Friday, May 23, 2008

Carbondale

May 23, 2008

On I-24 somewhere in Tennessee I saw a box turtle on the side of the road, its head stretched quizzically toward the din of the highway. I hesitated too long, and by the time I decided I must stop and make sure it got somewhere safe, it was no longer possible to do so. The intensity of the remorse was strange, because it may have turned around the next instant and toddled back into the wildwood. A few miles farther on, I saw a man at the roadside apparently fighting with a couple of gas cans beside a stopped car. I thought of the turtle, and I stopped.

"Do you need a ride to the gas station?" I said.
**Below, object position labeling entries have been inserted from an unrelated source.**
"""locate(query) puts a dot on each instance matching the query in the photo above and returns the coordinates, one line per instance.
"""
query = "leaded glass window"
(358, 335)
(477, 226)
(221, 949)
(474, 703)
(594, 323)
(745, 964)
He hesitated for a moment and said. "Yes." He got in the car without his gas cans, but I figured he knew what he was doing. He reeked of gas. Did he spill some? Did he spill it all? I realized he was wet with it, or had been. I lowered the window against the fumes. He was crying, as I probably would have been with the frustration of it. I told him my name and he said his was Carl. As I watched him, almost unable to believe what I saw, he took a lighter out of his pocket and set the flame to the edge of his jacket. A sheet of blue flame climbed the jacket, but went out almost immediately. I whirled to the roadside and jammed on the brakes. I heard myself saying, as if it were a middle school science class, "Gasoline evaporates really fast." He seemed dazed, but I pushed him and he got out of the car. I pulled several yards ahead and called 911 and told the Highway Patrol–whoever was on the other end, I think it was the Highway Patrol–what had happened. They asked my approximate location, and I told them, and they told me to drive on and have nothing more to do with Carl. I did exactly that. In the rearview mirror I saw him walking back in the direction of his car. His shoulders were slumped, his right hand over his face. He was weeping bitterly.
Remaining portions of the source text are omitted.